Las Malcogidas (Spanish for "Badly-fucked women") is a Bolivian film shot in La Paz and directed by Denisse Arancibia. It premiered in Bolivia on 21 September 2017 and starred Denisse Arancibia Flores and Ariel Vargas.

It was produced by production companies Lagartocine from Argentina and Nairicine from Bolivia, with Bolvian company Cinearte credited as associate producers. Las Malcogidas had a production budget of around $500,000 and was supported by the Iberomedia and Hivos programmes.

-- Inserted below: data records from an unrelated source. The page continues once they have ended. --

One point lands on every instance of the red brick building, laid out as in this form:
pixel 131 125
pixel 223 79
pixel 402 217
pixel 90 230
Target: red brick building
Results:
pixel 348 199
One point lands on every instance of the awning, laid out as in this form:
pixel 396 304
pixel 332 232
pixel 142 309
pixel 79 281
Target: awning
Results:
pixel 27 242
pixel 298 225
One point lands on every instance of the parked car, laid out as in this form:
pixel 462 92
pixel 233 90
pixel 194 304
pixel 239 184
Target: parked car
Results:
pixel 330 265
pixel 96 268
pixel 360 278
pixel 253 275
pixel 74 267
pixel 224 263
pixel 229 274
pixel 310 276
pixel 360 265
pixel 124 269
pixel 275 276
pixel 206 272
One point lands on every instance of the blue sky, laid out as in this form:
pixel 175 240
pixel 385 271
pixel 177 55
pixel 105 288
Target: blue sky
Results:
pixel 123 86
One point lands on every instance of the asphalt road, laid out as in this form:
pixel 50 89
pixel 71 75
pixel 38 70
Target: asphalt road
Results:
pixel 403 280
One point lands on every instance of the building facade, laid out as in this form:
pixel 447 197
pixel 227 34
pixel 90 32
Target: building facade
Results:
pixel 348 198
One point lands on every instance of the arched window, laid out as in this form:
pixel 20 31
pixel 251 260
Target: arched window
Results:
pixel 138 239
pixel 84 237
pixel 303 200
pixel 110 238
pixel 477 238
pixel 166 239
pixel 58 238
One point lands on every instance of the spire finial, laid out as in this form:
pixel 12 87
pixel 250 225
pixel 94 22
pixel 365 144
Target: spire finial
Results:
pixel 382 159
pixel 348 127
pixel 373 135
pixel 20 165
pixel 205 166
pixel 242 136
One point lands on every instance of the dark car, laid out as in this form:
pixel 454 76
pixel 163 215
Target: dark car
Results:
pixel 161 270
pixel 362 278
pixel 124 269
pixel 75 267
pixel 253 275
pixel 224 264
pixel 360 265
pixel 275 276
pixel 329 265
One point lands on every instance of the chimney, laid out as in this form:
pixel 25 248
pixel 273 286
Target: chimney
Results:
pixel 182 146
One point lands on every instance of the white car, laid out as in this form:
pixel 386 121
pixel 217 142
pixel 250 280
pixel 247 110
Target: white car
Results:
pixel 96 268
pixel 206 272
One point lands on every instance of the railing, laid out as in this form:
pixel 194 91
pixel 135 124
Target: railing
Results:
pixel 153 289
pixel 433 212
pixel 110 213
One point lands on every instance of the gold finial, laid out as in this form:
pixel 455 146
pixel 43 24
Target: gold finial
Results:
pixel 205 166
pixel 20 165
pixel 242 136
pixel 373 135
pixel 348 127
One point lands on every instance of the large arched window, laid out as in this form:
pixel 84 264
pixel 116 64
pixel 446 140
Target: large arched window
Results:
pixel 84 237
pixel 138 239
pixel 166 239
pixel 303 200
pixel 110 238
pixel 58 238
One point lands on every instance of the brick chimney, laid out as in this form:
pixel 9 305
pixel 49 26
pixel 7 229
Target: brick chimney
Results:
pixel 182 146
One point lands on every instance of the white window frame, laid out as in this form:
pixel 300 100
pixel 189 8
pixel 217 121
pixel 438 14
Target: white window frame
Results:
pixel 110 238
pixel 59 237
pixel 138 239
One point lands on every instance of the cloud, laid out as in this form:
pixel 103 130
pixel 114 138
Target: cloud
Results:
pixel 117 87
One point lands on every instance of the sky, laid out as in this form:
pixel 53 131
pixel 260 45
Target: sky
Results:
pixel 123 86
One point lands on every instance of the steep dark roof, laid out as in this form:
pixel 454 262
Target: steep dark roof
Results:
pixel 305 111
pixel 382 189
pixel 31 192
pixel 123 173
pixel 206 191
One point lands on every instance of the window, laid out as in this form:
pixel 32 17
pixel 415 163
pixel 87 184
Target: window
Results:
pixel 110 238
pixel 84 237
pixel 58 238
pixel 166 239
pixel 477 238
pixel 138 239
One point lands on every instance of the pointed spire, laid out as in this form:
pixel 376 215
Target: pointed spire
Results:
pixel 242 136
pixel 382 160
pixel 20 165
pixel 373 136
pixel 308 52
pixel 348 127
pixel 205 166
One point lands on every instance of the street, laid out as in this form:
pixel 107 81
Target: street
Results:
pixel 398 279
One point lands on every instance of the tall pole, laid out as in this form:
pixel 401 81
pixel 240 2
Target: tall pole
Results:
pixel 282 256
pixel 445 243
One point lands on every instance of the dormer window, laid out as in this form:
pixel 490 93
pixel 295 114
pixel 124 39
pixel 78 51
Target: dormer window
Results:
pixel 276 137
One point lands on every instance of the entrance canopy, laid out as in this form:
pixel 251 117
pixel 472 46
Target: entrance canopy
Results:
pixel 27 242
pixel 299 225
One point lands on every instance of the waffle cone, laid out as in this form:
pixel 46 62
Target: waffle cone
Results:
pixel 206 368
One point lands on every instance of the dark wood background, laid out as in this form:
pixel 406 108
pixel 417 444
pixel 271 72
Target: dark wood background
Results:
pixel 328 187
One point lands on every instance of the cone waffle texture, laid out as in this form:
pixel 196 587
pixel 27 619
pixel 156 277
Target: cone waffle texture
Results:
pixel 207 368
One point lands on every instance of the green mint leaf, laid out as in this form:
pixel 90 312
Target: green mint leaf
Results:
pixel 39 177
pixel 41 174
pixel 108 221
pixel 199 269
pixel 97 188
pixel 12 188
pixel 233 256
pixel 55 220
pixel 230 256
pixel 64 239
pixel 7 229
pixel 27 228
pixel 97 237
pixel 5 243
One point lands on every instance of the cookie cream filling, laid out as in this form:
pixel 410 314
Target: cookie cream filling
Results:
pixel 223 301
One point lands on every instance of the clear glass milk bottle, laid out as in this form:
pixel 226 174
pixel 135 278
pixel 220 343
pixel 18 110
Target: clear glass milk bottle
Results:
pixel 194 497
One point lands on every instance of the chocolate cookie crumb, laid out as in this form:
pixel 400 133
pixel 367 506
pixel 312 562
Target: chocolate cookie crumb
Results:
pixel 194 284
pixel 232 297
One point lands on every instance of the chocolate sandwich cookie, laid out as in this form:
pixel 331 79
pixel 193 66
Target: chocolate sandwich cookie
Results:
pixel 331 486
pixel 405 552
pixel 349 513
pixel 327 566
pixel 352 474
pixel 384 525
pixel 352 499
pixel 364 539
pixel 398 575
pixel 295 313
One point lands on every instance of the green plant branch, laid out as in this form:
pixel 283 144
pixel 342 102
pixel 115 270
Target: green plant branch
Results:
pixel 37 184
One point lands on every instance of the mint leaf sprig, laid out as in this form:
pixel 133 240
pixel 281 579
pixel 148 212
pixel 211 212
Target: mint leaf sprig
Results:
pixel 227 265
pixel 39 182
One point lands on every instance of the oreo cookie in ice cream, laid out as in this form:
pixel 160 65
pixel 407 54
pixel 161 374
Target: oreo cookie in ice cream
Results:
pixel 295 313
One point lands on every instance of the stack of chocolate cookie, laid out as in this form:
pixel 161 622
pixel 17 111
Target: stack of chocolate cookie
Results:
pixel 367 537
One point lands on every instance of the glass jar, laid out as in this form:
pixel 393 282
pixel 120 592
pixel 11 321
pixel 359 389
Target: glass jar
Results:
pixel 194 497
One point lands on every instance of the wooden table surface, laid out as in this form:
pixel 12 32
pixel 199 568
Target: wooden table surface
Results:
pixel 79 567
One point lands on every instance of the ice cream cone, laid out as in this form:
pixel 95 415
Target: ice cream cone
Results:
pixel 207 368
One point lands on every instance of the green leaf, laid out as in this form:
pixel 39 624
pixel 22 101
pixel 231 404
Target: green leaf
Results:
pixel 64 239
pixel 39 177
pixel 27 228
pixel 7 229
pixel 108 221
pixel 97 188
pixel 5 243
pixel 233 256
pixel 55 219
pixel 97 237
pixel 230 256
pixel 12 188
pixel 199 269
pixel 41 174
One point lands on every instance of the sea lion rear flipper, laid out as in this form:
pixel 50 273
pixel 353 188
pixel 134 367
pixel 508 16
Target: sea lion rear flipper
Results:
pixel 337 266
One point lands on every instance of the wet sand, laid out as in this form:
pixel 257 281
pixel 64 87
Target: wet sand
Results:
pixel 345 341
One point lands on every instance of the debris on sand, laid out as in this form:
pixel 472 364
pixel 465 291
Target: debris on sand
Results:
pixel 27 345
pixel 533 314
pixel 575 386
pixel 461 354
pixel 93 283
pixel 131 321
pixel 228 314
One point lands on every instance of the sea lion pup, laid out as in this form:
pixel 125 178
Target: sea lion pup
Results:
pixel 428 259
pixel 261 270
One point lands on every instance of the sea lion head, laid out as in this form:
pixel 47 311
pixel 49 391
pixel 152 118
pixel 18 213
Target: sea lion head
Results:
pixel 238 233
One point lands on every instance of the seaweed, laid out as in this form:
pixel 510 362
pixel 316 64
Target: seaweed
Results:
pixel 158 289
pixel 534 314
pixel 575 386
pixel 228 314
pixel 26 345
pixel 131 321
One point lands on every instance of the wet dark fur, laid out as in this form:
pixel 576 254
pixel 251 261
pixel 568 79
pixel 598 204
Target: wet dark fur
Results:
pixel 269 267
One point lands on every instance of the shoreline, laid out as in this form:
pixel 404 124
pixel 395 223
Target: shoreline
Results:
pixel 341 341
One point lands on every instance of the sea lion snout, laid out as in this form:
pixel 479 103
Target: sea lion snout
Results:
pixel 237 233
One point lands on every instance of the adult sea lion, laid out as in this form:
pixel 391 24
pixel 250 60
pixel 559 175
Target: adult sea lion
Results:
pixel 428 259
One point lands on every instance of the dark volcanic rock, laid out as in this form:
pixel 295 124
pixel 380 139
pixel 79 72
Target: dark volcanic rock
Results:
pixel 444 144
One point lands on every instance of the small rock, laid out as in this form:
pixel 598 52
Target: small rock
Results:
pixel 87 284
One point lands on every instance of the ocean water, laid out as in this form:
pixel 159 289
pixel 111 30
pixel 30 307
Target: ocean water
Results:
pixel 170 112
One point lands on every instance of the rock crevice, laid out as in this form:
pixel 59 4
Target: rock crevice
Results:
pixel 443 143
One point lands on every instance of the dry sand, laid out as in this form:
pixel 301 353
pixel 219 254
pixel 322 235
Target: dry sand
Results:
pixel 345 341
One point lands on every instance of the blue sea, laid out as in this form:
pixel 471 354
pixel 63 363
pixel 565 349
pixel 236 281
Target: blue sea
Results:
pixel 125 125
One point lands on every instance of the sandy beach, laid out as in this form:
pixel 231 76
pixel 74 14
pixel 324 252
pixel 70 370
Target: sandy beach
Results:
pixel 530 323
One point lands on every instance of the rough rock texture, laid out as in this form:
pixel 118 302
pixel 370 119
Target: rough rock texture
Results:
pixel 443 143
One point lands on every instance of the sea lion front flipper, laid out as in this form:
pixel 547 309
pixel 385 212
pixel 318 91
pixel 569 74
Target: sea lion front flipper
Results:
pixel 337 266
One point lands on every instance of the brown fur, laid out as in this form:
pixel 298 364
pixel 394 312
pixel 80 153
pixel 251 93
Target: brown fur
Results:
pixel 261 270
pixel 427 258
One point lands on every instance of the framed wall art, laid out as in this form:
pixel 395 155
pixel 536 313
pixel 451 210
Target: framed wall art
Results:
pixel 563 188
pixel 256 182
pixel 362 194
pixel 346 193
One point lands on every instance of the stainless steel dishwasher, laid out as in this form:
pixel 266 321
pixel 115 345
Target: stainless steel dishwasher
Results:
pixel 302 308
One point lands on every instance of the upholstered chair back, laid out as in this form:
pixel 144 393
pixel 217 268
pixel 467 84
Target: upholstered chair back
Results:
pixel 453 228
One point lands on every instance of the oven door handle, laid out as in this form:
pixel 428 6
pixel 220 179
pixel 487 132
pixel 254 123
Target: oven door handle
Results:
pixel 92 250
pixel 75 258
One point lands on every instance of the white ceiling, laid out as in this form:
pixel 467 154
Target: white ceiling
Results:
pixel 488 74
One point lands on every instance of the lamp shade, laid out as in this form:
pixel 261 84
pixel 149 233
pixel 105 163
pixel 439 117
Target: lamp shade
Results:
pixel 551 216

During the 5-year development phase, the project participated in the Coproduction Forum of the San Sebastian Film Festival and in the Bolivia Lab, where it received the script evaluation prize from Spanish judge José Ángel Esteban.

==Plot summary==

Carmen is over 30, weighs more than 100 kilos and has never had an orgasm. She is in love with her neighbour Álvaro, the singer in a mediocre rock group. She lives with her brother Honorio, who was elected "Miss Travesti" on various occasions and calls himself "Karmen with a K". Both live in the house of their narcoleptic grandmother Carmen. The younger Carmen tries to lose weight and struggles to defeat a family curse and thus manage to achieve an orgasm.

==Awards and nominations==

It was preselected for the Platino Awards. It won Best feature-length film at the Eduardo Avaroa Awards.